Выбрать главу

Оказалось, что из «Нарцисса» недавно уволили девицу, которая обслуживала кофеварку; то ли она обсчиталась где, то ли сама кого обсчитала. Словом, девушка эта устроилась в одну кондитерскую в Буде. На днях она заходила за своим форменным халатом и рассказала, что Паула, видно, подцепила себе какого-то ухажера, потому что каждый Божий день они в той кондитерской встречаются и сидят в укромном уголке, друг к дружке прижавшись… «Ну, что вы скажете? — закончил Фери. — В ее-то годы!» Вы правы, сказала я, экая пошлость.

Я заподозрила неладное, но самого худшего, конечно, не предполагала. Без четверти восемь подхожу я к дому; в привратницкой дверь настежь, и кухонные ароматы — на весь подъезд. Принюхиваюсь: запеченный окорок. Что, говорю, у вас за праздник, милая, или вы теперь и по вечерам жарите-парите?

Хегедюш, привратница наша, трех дочек-гимназисток на ноги поднимает; вот она и подрядилась для желающих обеды стряпать, а дочки ее обеды эти разносят заказчикам на дом. И я — поскольку Паула стряпуха никудышная — еще в самом начале нашей дружбы порекомендовала ей эту привратницу, так что Паула не знала, как меня и благодарить… Тут меня будто толкнуло что, я — в привратницкую. И что же я вижу, Гиза? Ты, наверное, догадалась. Вижу куриный бульон, запеченный окорок, сдобное печенье и огромные судки для пищи, но тут же все у меня поплыло перед глазами, огненные круги замельтешили. Ухватилась я за стенку и плюх на стул. Лапшичкой или галушками, спрашиваю, заправляете бульон, милочка? Велено, говорит, крупными манными клецками. А что это вы с лица какая бледная сделались?
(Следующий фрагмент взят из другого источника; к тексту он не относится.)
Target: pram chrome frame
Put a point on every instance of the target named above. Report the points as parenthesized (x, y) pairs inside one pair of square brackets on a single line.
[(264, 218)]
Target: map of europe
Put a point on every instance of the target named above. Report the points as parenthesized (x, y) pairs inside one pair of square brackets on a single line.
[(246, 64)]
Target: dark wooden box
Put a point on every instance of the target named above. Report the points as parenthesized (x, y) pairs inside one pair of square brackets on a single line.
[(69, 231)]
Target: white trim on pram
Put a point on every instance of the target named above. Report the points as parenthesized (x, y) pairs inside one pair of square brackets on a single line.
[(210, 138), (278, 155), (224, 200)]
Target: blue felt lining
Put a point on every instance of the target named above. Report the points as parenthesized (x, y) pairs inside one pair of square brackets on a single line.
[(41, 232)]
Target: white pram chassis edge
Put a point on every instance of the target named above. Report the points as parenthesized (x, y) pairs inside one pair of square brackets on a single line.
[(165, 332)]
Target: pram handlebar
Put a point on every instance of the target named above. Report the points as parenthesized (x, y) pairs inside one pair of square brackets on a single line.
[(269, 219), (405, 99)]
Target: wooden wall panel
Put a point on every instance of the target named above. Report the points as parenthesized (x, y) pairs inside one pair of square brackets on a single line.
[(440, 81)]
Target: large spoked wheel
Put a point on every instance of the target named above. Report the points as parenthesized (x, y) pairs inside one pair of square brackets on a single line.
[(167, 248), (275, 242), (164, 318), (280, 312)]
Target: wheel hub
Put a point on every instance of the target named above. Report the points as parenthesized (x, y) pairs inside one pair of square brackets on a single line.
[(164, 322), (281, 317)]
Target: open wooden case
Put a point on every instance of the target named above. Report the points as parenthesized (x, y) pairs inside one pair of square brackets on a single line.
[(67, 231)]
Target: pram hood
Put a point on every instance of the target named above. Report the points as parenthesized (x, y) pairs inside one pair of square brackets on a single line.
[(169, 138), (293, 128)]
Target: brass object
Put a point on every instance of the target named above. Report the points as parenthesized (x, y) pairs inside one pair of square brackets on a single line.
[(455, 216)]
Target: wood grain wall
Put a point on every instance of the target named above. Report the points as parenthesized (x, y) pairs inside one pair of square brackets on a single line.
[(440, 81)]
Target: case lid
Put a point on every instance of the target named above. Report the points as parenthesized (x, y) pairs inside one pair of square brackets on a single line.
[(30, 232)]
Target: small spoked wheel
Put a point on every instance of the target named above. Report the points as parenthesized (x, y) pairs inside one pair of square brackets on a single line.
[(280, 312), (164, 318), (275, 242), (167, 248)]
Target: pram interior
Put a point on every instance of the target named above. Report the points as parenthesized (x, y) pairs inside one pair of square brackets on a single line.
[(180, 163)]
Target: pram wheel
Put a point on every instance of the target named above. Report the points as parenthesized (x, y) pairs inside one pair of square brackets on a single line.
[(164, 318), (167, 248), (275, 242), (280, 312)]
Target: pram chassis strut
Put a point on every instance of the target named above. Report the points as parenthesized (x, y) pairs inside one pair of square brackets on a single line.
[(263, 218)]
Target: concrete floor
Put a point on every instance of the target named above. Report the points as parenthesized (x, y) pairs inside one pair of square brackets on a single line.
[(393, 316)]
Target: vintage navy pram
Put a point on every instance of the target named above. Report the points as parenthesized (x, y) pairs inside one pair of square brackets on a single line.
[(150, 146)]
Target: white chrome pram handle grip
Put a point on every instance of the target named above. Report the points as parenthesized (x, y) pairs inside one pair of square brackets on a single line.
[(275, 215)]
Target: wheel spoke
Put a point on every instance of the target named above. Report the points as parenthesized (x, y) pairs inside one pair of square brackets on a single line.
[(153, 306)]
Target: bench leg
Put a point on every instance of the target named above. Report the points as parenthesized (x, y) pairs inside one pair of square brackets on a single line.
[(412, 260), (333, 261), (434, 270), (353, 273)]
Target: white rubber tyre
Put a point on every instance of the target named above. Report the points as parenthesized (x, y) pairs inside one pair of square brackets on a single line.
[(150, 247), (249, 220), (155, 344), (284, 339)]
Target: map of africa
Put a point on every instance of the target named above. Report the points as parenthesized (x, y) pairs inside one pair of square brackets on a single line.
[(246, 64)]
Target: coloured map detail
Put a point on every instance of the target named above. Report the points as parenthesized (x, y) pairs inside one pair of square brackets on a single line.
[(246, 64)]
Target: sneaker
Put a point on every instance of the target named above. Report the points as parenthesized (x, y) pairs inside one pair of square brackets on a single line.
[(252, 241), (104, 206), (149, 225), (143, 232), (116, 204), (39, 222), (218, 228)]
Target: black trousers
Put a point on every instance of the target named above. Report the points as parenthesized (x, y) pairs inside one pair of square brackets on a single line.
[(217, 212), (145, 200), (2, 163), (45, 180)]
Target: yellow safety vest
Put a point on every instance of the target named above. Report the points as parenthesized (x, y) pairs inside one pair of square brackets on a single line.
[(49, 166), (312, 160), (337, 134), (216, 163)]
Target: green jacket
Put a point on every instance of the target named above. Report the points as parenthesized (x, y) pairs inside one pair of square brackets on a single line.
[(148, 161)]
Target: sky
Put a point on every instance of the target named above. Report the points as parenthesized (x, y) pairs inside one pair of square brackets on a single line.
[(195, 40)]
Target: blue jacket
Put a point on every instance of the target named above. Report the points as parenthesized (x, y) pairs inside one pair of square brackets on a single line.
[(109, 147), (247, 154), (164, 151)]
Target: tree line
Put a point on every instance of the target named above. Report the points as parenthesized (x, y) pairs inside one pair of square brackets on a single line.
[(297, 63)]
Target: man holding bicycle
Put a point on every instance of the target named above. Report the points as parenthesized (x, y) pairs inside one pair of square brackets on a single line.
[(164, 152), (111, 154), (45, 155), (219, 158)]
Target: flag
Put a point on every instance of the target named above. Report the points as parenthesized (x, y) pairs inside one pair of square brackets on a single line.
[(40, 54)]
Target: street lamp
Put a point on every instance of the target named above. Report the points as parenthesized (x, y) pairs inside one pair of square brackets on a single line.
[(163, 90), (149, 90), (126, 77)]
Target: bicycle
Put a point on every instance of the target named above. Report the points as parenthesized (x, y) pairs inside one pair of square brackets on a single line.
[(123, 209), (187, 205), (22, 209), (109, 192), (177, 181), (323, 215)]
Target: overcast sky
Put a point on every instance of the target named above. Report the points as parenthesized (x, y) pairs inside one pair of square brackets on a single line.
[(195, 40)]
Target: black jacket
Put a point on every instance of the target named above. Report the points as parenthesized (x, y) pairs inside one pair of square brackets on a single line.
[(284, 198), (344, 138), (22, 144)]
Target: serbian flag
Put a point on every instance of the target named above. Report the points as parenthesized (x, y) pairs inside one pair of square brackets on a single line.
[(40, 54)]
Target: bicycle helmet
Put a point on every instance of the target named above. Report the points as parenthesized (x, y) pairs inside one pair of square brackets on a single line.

С полчаса я провалялась на диване, пока не прошел приступ удушья. Потом отправилась к Пауле. Как обычно, на звонок открыла дверь зубная докторша. «Вы к госпоже Каус?» — спросила она, и, как всегда, неприветливо. Я соврала, будто у меня болит зуб, и докторша тут же стала обходительнее. Через минуту я уже сидела в зубоврачебном кресле доктора Кауса, и задернутая портьерой дверь — единственное, что отделяло меня от комнаты Паулы.

Знаешь, сколько у меня зубов? Двадцать четыре собственных, и ни один не болит. Агоштон, докторша эта, конечно, сразу же обнаружила дырку в здоровом зубе. Спрашивает, сделать ли укол. Я говорю: не надо. Даже если бы она мне гвоздь загнала, я и то ничего бы не почувствовала, потому что в это время из соседней комнаты донеслось вожделенное причмокивание, и издавать эти звуки мог только Виктор.

Докторша начала сверлить зуб. Несколько раз она делала мне замечания, чтобы я не вертела головой. Слов я не могла разобрать, отчасти портьера приглушала, а отчасти бормашина, которая гудела над ухом, но, видимо, действует в нас какая-то особая сигнальная система. Ты меня знаешь, Гиза. Я долго могу терпеть, так что по моему виду ни о чем не догадаешься. Взрыв у меня наступает неожиданно. Некоторое время я сидела как истукан, так что даже докторша похвалила меня за дисциплинированность, но по долетавшим шорохам, звяканью посуды, обрывкам слов я уловила самый критический момент… Ты, конечно, осудишь меня. К сожалению, я чересчур энергично оттолкнула докторшу. Сорвала портьеру, о чем теперь тоже сожалею. Распахнула дверь и появилась там, как и предполагала, в самый подходящий момент.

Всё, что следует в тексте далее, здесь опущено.